7) Utilities everything that deforce provided:

Example code:

### Step 1: Importing the libraries
from deforce import Data, CfnRegressor, CfnClassifier, DfoCfnRegressor, DfoCfnClassifier
from sklearn.datasets import load_digits

#### Step 2: Reading the dataset
X, y = load_digits(return_X_y=True)
data = Data(X, y)

#### Step 3: Next, split dataset into train and test set
data.split_train_test(test_size=0.2, shuffle=True, random_state=100)

#### Step 4: Feature Scaling
data.X_train, scaler_X = data.scale(data.X_train, scaling_methods=("minmax"))
data.X_test = scaler_X.transform(data.X_test)

data.y_train, scaler_y = data.encode_label(data.y_train)  # This is for classification problem only
data.y_test = scaler_y.transform(data.y_test)

#### Step 5: Fitting MLP-based model to the dataset
##### 5.1: Use standard MLP model for regression problem
regressor = CfnRegressor(hidden_size=50, act1_name="tanh", act2_name="sigmoid", obj_name="MSE",
        max_epochs=1000, batch_size=32, optimizer="SGD", optimizer_paras=None, verbose=False)
regressor.fit(data.X_train, data.y_train)

##### 5.2: Use standard MLP model for classification problem
classifer = CfnClassifier(hidden_size=50, act1_name="tanh", act2_name="sigmoid", obj_name="NLLL",
        max_epochs=1000, batch_size=32, optimizer="SGD", optimizer_paras=None, verbose=False)
classifer.fit(data.X_train, data.y_train)

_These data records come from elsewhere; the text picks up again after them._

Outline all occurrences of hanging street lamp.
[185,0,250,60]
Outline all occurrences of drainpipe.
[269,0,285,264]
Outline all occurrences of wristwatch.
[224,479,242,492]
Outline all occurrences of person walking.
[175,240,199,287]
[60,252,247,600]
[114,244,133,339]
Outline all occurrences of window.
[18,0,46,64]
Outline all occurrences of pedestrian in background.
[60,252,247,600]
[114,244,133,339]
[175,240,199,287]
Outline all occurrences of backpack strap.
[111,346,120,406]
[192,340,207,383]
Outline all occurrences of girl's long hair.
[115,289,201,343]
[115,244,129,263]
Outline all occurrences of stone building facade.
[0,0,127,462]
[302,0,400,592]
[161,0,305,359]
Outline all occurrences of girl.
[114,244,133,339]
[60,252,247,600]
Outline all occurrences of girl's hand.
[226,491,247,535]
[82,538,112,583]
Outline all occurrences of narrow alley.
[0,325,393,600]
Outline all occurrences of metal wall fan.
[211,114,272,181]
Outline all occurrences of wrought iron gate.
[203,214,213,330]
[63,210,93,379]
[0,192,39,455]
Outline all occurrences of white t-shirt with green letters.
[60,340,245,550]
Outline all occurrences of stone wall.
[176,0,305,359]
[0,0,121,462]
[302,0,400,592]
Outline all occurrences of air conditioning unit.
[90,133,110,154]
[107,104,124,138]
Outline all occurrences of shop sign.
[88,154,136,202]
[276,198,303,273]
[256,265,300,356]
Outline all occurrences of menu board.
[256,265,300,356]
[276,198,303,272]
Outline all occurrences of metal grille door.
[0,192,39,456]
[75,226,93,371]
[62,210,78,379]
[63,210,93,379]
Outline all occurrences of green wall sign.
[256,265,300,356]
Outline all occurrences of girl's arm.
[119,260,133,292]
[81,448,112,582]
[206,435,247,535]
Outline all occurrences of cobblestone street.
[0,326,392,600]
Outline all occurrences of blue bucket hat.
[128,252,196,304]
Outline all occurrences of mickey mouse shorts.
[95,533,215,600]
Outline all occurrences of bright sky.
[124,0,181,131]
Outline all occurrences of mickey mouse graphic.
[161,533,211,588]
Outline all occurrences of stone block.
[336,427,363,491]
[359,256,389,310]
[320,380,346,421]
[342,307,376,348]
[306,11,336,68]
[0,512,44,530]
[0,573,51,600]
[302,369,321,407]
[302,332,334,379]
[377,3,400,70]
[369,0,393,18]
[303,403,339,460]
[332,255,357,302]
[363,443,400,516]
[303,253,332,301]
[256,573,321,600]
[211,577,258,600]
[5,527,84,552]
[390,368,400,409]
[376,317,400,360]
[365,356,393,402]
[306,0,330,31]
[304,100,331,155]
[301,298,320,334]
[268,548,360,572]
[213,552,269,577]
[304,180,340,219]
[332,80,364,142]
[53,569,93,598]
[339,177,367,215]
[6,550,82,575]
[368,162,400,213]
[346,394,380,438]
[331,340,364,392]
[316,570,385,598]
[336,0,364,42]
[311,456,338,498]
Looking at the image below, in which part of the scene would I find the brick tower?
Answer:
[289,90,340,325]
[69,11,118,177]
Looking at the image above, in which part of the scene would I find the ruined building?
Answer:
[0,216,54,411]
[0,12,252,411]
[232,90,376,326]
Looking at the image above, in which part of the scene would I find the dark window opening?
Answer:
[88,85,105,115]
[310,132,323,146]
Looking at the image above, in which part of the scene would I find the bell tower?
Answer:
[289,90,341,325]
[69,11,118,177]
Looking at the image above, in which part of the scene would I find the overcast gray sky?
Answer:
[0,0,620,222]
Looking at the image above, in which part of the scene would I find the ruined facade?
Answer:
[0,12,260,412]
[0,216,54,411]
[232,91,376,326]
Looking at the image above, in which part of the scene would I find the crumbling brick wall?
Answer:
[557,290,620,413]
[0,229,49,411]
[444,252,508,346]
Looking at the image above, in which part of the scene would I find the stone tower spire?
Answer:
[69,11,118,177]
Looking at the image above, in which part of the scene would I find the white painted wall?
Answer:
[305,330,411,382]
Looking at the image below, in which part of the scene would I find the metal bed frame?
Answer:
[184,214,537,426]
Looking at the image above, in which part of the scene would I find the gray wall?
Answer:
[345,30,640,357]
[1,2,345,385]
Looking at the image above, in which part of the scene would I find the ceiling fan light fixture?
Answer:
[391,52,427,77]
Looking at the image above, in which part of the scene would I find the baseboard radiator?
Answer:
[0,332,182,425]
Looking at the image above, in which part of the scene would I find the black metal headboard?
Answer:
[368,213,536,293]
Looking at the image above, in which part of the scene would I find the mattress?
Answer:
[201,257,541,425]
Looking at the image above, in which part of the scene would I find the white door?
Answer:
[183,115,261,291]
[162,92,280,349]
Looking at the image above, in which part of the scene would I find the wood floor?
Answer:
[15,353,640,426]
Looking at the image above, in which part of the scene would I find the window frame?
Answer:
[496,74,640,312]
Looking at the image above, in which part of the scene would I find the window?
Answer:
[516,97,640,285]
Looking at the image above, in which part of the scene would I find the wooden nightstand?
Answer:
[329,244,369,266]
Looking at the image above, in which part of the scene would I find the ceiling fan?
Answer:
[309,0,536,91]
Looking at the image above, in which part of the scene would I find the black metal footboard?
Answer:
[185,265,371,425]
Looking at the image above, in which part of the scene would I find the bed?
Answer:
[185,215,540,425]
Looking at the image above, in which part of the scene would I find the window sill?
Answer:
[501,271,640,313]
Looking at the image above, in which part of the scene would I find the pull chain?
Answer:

##### 5.3: Use Metaheuristic-based MLP model for regression problem
print(DfoCfnClassifier.SUPPORTED_OPTIMIZERS)
print(DfoCfnClassifier.SUPPORTED_REG_OBJECTIVES)
opt_paras = {"name": "GA", "epoch": 10, "pop_size": 30}
model = DfoCfnRegressor(hidden_size=50, act1_name="tanh", act2_name="sigmoid",
        obj_name="MSE", optimizer="OriginalWOA", optimizer_paras=opt_paras, verbose=True)
regressor.fit(data.X_train, data.y_train)

##### 5.4: Use Metaheuristic-based MLP model for classification problem
print(DfoCfnClassifier.SUPPORTED_OPTIMIZERS)
print(DfoCfnClassifier.SUPPORTED_CLS_OBJECTIVES)
opt_paras = {"name": "GA", "epoch": 10, "pop_size": 30}
classifier = DfoCfnClassifier(hidden_size=50, act1_name="tanh", act2_name="softmax",
        obj_name="CEL", optimizer="OriginalWOA", optimizer_paras=opt_paras, verbose=True)
classifier.fit(data.X_train, data.y_train)

#### Step 6: Predicting a new result
y_pred = regressor.predict(data.X_test)

y_pred_cls = classifier.predict(data.X_test)
y_pred_label = scaler_y.inverse_transform(y_pred_cls)

#### Step 7: Calculate metrics using score or scores functions.
print("Try my AS metric with score function")
print(regressor.score(data.X_test, data.y_test, method="AS"))

print("Try my multiple metrics with scores function")
print(classifier.scores(data.X_test, data.y_test, list_methods=["AS", "PS", "F1S", "CEL", "BSL"]))

A real-world dataset contains features that vary in magnitudes, units, and range. We would suggest performing normalization when the scale of a feature is irrelevant or misleading. Feature Scaling basically helps to normalize the data within a particular range.